|Lee's Surrender, By My Great Grandfather|
My Great, Grandfather Private John Pelopidus Leach wrote:
"Needham and Jack, faithful and devoted servants of my Brother Geo. T. Leach who then commanded my company, and Capt. Richardson who was captured at Fort Stedman, informed of the surrender, came to the front in search of my Brother and myself. They awoke me and gave me the first information I had of Lee's army, which I did not believe, until returning with them past the courthouse to the bivouac of the remnant of my company I saw the open field about the village full of straggling men, moving in aimless fashion, artillery, ambulances and wagons gathering in parks, many men crying, some cursing and all in pitiful distress."

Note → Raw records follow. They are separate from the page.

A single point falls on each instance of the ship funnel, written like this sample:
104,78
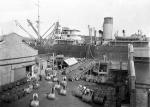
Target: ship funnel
107,28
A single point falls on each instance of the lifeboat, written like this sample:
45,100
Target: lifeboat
29,89
51,95
87,96
64,82
63,91
57,85
48,77
55,79
78,92
34,102
36,85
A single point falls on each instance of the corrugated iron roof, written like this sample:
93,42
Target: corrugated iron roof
71,61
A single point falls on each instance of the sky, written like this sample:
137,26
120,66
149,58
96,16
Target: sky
130,15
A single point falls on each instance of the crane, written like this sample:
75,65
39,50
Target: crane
34,29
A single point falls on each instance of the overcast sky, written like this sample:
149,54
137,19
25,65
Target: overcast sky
130,15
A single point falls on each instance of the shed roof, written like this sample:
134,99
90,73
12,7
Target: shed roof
71,61
12,46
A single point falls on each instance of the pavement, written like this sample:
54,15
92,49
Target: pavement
60,101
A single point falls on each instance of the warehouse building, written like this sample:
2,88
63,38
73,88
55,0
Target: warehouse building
16,58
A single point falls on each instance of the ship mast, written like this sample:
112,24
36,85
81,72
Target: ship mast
38,21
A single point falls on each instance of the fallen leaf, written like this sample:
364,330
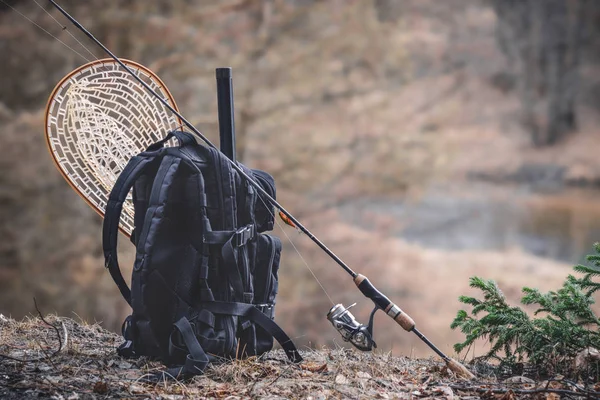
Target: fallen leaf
314,367
519,379
101,387
363,375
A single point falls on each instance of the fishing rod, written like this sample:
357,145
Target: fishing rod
341,318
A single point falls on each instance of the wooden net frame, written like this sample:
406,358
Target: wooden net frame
97,118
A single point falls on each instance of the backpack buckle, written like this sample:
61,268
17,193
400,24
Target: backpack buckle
243,234
267,309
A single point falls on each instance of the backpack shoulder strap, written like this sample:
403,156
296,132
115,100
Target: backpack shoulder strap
110,231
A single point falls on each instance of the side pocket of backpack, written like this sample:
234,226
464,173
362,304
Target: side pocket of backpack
266,268
264,213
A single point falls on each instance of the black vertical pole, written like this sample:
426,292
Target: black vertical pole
225,108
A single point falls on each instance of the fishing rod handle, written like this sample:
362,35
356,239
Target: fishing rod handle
381,301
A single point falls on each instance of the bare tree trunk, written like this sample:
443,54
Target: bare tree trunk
542,40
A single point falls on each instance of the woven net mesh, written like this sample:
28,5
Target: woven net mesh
98,118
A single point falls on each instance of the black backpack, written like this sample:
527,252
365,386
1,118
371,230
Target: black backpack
205,278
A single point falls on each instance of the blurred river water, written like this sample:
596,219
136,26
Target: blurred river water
560,225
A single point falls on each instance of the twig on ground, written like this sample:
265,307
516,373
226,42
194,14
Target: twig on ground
61,344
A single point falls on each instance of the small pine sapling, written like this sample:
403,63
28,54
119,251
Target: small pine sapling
563,323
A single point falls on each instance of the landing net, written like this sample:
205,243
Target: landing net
97,118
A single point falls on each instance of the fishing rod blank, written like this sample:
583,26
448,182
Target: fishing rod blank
363,284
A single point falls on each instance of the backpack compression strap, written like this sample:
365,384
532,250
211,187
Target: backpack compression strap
110,228
110,231
254,314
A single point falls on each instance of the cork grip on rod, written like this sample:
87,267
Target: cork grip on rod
395,312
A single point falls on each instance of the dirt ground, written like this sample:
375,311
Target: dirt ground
74,360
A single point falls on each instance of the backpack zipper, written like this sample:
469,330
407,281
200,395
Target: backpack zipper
270,270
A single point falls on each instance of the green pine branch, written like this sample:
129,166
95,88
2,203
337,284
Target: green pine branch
563,324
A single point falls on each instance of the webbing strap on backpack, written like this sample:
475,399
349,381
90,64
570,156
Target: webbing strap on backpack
254,314
110,229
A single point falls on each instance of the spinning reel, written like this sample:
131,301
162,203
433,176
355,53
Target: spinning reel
361,336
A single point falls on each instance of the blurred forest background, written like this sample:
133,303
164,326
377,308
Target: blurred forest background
424,141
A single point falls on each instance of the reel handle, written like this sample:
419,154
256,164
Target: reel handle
381,301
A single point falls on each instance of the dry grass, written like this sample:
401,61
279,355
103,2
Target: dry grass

"My command stacked arms in front of the victorious federals on the 10th of April, with one lieutenant, nine white men--all with guns-- and two Negro servants, Needham Leach of Chatham and Jack Richardson of Johnston County." (The Lieutenant was my great Uncle, George Thomas Leach)
"I with Needham, a Negro servant, as my only companion turned south to my home, Pittsboro, NC, passed through Chapel Hill and the Federal brigade of Gen. Atkins stationed there.
At Byrnums Mill on the Haw River, Needham and I were rowed across the stream in a bateau carrying the family servant of Maj. London, Sr. returning home with a bag of corn meal which he carried on the back of a mule."